I forgave my uncle. What goes around, came around. But not in the way I expected. He lost the use of his legs and was falling deeper into dementia.
In 2010, after 8 weeks in the hospital, my mother died. By then, due to pain and fear (of falling), she had lost the use of her legs; unable and unwilling to get out of bed.
Each week also added a year to her decent into dementia. Her executive functions were already lost, her ability to remember today fading. The hospital stay made this pattern worse.
I’m writing a letter to my uncle (for my aunt to read or give to him), taking dementia into consideration.

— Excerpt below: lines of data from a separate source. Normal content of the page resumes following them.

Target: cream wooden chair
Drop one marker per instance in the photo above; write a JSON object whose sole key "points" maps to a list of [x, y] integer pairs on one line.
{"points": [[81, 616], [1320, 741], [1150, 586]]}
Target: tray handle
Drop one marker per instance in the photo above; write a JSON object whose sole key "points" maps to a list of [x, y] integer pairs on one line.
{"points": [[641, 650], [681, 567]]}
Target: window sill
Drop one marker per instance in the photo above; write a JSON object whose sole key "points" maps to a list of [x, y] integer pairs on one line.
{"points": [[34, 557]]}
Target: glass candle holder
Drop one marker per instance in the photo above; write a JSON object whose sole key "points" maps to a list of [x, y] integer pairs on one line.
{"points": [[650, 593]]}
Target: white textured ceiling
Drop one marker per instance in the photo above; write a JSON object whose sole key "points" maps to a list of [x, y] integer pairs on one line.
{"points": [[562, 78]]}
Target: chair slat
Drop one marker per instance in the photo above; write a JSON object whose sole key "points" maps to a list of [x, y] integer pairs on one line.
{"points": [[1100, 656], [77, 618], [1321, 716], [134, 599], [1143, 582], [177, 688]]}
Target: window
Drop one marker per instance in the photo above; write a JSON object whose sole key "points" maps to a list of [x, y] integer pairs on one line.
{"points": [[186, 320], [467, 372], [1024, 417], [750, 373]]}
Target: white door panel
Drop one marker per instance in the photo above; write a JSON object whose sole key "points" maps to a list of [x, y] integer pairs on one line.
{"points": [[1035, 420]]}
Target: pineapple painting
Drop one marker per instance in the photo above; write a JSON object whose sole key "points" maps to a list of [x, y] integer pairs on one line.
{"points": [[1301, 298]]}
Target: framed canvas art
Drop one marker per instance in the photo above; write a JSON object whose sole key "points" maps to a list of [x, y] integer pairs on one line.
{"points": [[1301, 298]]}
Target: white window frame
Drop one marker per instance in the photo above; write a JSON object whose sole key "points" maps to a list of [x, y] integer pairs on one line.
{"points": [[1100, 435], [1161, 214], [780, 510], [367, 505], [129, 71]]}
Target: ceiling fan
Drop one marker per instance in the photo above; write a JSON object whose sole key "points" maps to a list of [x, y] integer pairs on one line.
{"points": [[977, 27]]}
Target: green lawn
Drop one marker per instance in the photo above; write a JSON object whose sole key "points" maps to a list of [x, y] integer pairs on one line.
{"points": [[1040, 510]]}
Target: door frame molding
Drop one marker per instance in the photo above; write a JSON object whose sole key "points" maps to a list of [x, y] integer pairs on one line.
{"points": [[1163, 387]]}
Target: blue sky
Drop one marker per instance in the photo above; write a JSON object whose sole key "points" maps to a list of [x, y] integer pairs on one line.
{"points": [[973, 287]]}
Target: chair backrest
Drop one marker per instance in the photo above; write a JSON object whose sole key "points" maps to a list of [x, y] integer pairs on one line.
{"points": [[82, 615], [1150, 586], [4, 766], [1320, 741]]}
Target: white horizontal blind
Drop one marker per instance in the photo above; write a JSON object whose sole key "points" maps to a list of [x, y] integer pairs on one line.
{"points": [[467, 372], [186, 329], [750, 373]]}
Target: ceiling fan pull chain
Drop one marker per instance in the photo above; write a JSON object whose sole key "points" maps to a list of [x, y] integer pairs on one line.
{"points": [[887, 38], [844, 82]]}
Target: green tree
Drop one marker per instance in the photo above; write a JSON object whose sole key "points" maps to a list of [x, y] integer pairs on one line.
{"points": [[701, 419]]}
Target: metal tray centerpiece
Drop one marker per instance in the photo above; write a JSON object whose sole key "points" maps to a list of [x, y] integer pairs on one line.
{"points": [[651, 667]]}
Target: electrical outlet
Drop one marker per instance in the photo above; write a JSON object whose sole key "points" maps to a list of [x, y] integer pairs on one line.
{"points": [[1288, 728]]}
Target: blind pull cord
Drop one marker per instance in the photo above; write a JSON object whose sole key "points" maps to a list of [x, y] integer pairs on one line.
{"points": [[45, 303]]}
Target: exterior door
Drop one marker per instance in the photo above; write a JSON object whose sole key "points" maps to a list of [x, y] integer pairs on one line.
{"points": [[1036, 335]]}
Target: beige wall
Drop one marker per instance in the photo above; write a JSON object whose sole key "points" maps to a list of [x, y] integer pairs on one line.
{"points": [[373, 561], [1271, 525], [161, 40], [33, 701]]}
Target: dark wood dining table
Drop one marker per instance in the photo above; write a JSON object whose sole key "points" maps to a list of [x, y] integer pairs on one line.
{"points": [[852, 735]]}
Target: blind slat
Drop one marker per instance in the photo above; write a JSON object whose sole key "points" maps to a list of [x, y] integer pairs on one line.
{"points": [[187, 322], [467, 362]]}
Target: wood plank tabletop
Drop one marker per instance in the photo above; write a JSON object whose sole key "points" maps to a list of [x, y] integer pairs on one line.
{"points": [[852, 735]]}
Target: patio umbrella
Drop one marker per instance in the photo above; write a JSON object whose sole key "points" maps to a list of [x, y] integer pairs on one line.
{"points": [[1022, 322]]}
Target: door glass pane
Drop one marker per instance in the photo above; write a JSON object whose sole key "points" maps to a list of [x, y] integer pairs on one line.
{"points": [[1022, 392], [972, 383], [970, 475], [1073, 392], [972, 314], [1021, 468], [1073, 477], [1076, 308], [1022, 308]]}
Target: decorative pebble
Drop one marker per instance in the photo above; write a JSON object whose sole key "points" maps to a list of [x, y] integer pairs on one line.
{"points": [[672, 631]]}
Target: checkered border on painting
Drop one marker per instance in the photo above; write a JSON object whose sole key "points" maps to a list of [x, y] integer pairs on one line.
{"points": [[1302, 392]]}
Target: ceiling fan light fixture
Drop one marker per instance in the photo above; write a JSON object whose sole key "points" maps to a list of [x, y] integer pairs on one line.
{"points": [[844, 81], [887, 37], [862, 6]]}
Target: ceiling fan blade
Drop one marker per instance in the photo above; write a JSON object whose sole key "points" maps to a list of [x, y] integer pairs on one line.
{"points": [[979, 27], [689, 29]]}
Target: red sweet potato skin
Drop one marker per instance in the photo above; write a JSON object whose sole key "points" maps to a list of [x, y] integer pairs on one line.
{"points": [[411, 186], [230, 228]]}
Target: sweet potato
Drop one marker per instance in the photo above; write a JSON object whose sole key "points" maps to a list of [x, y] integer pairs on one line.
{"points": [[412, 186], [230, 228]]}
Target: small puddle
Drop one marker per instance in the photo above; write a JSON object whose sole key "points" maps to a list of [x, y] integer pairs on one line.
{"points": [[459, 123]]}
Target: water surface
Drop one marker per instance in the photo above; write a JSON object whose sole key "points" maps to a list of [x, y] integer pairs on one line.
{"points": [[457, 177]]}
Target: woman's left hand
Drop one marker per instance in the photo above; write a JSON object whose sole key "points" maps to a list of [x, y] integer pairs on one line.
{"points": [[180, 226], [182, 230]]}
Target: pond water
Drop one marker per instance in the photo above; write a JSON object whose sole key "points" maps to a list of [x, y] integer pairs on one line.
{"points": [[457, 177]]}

I’m not going to talk about transgressions or forgiveness. I doubt he ever felt guilt; realized the consequences of what he did. Forgiveness? For what?
It is an hello. This is what I’ve been up to. Weather. No questions. Easy to understand language. The first draft of the letter to my aunt was snarky; I’m still dealing with her complicity in the matter. It’s part of the whole, but one forgiveness at a time. This is a new experience for me.
I’m not just forgiving him because he is now like my mother was. I need to, like a snake, shed the skin of the past. If I can forgive him, I am working towards healing. If I forgive him, perhaps I can forgive myself.